'Choice' and the Catholic schools Many choices: Mayor Schmoke's task force investigating school choice should consider Catholic schools and semi-independent public schools, among other options.

The Education Beat

April 14, 1996|By Mike Bowler | Mike Bowler,SUN STAFF

Correction and clarification

The superintendent of Catholic schools in Baltimore is Ronald J. Valenti, not Robert J. Apologies to Dr. Valenti.

We also said last Sunday that the citywide high schools were at capacity. According to headquarters at North Avenue, four of them are more than 80 percent full. As of Wednesday, however, Edmondson-Westside Senior High was at 64 percent of capacity, Western at 71 percent, Mergenthaler at 68 percent and Poly at 42 percent.

Mayor Kurt L. Schmoke wants to change the face of public education in Baltimore by greatly expanding the school choices available to parents.

FOR THE RECORD - CORRECTION

He has appointed a task force headed by City Councilman Keiffer J. Mitchell Jr. and given the panel a long leash to look at a range of possibilities, from handing parents vouchers good for admission to public or nonpublic schools to freeing people to establish semi-independent schools of their own.

Here are some things for the task force to consider:

The city's Catholic schools are ready and willing -- if the courts allow public money to follow students to church-related schools.

That's a big "if" now being tested in Wisconsin, where a 5-year-old voucher plan in Milwaukee will be expanded to parochial schools if it passes a First Amendment challenge.

Baltimore has 29 Catholic elementary schools and 10 Catholic secondary schools enrolling 10,600 students. Most Catholic schools have extra capacity, says archdiocesan Superintendent Robert J. Valenti, who estimates there are 1,800 to 2,000 seats available in city Catholic schools.

"If we are really sincere about enabling parents to choose the schools their children attend, Catholic schools would have to be included," says Dr. Valenti.

The city's religious schools -- there are a smattering of others, including Islamic and Jewish ones -- are small; Catholic elementary schools have an average of 232 students and an average tuition of about $2,300, less than half the cost for each pupil in a public school.

The Catholics also have experience in educating city children. Their schools, several of which are black and predominantly non-Catholic, date to the early 19th century, a half-century before the city public system was established.

Baltimore has a rich heritage of nonsectarian private schools, but most of them are full and selective in admissions. This does not mean, though, that these schools welcome a mechanism that would hasten the complete abandonment of Baltimore schools by the middle class.

"My limited experience is that families with the resources take advantage of programs offering choice and get themselves in the better places," says David Jackson, headmaster of Park School and a former public school superintendent. "Efforts to distribute power in a community haven't, by and large, contributed to improvement of the overall system."

Educators at independent schools, like their counterparts in the parochial schools, speak of the need to break down the walls between public and private education, and all of them are under intense pressure to diversify student bodies.
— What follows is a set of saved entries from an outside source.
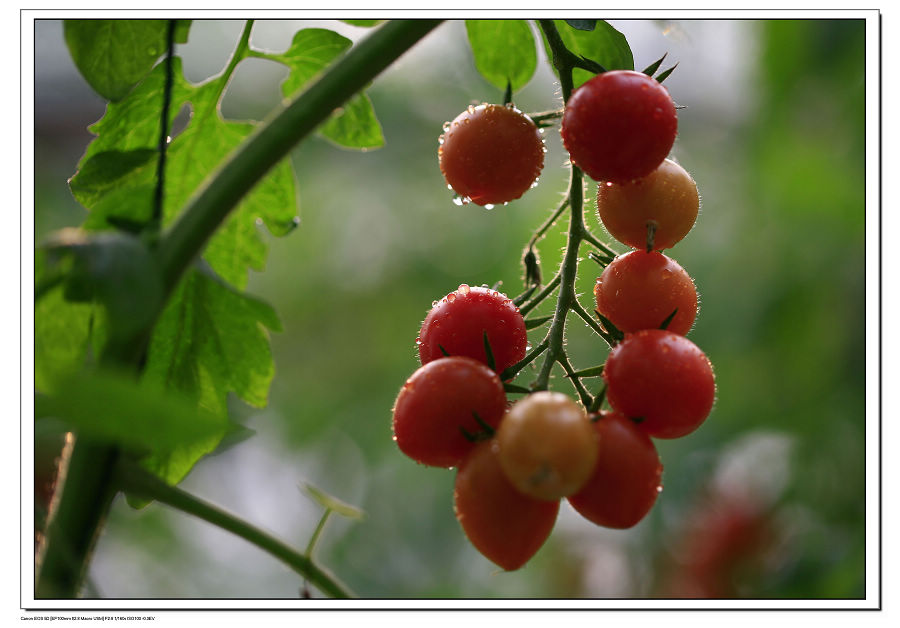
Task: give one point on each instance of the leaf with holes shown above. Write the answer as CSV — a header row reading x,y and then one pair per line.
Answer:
x,y
113,55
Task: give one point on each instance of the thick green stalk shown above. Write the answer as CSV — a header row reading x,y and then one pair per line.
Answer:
x,y
562,59
140,483
87,494
271,142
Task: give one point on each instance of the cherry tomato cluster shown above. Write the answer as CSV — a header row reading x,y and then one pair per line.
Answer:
x,y
517,460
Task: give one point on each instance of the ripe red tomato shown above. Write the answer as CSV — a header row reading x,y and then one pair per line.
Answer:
x,y
626,478
491,154
439,399
619,126
459,321
506,526
667,198
661,378
639,290
546,445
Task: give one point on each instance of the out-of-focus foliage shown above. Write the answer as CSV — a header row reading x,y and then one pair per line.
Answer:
x,y
778,258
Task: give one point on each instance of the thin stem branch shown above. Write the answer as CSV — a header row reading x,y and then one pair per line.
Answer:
x,y
540,296
516,368
139,482
587,318
590,237
317,532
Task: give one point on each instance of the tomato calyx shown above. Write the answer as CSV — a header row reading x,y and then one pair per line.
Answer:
x,y
668,319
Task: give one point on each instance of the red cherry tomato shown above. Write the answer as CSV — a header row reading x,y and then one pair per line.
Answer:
x,y
619,126
438,400
491,154
666,198
506,526
546,445
459,321
626,478
639,290
661,379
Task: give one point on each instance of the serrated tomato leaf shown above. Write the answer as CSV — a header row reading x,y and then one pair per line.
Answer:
x,y
504,51
363,23
603,45
113,55
210,340
129,131
135,415
352,126
329,502
582,25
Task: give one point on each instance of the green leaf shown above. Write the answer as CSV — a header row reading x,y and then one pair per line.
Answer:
x,y
210,340
113,55
593,371
582,25
352,126
364,23
533,323
604,45
331,503
137,416
504,51
129,131
513,388
62,338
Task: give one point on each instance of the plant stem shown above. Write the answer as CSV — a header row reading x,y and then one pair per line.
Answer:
x,y
87,493
272,140
139,482
564,61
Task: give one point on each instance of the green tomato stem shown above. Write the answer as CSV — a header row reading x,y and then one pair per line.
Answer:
x,y
136,481
272,141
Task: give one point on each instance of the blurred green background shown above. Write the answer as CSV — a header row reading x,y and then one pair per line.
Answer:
x,y
766,500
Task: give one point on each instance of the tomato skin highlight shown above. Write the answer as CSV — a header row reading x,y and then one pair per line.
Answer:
x,y
439,399
458,323
666,197
619,126
661,378
546,445
507,527
626,479
491,154
639,290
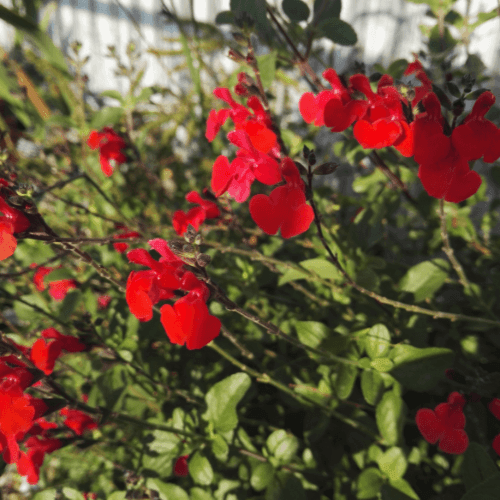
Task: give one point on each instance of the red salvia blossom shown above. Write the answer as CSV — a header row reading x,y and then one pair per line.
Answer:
x,y
188,321
494,407
59,289
103,301
445,424
195,216
258,149
12,221
334,108
285,208
181,468
110,146
444,171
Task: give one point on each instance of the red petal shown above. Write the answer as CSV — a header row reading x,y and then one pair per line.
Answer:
x,y
496,444
429,425
454,441
221,176
463,187
264,214
8,244
379,134
494,407
404,144
307,107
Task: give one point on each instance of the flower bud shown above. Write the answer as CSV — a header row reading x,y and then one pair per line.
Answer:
x,y
203,260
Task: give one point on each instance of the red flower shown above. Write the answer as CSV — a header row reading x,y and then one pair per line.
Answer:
x,y
444,171
285,208
103,301
334,108
494,407
476,136
189,322
258,148
59,289
78,421
195,216
110,145
38,277
12,221
181,466
445,424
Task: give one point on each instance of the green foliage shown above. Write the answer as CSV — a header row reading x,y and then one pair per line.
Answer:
x,y
311,389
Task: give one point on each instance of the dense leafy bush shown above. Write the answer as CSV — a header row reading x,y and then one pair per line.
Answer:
x,y
192,308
Archibald R. Montgomery IV, headmaster of Gilman School, says he likes the idea of a choice plan because it "might enable us to stretch our scholarship dollars further and serve more students in need. We are in a symbiotic relationship with the city schools. If the city dies on the vine, Gilman dies on the vine."

If a choice plan is limited to the public schools, there isn't much extra capacity in popular citywide public schools such as Poly and the School for the Arts.

The task force might have to recommend some sort of a lottery to make the selection process fair. Such an approach might require busing. Busing is costly.

Nor does Baltimore, unlike Milwaukee when it launched its voucher scheme, have a lot of empty school space.

"But there's plenty of room in the city if we don't think of a school in the traditional sense with yellow school buses sitting in front of it," says Douglas P. Munro, director of the Calvert Institute for Policy Research, a conservative think tank recently established in Charles Village.

Robert C. Embry Jr., whose Abell Foundation has been examining the school choice concept for seven years, says the most "exciting option is to give people a real choice in the type of school they want and in who runs it."

The model is already here in the Stadium School, a semi-independent public school established in 1994 by teachers and residents around Memorial Stadium. The school is operated by public funds but makes many of its own personnel and curriculum decisions.

"If we take this route," says Mr. Embry, "the possibilities are endless. Schools could be set up and run by Hopkins or a group of teachers and parents, or by an existing staff."

It's useful for the task force to remember that the central bureaucracy initially resisted the Stadium School, as it did virtually every other departure from the norm proposed by "outsiders."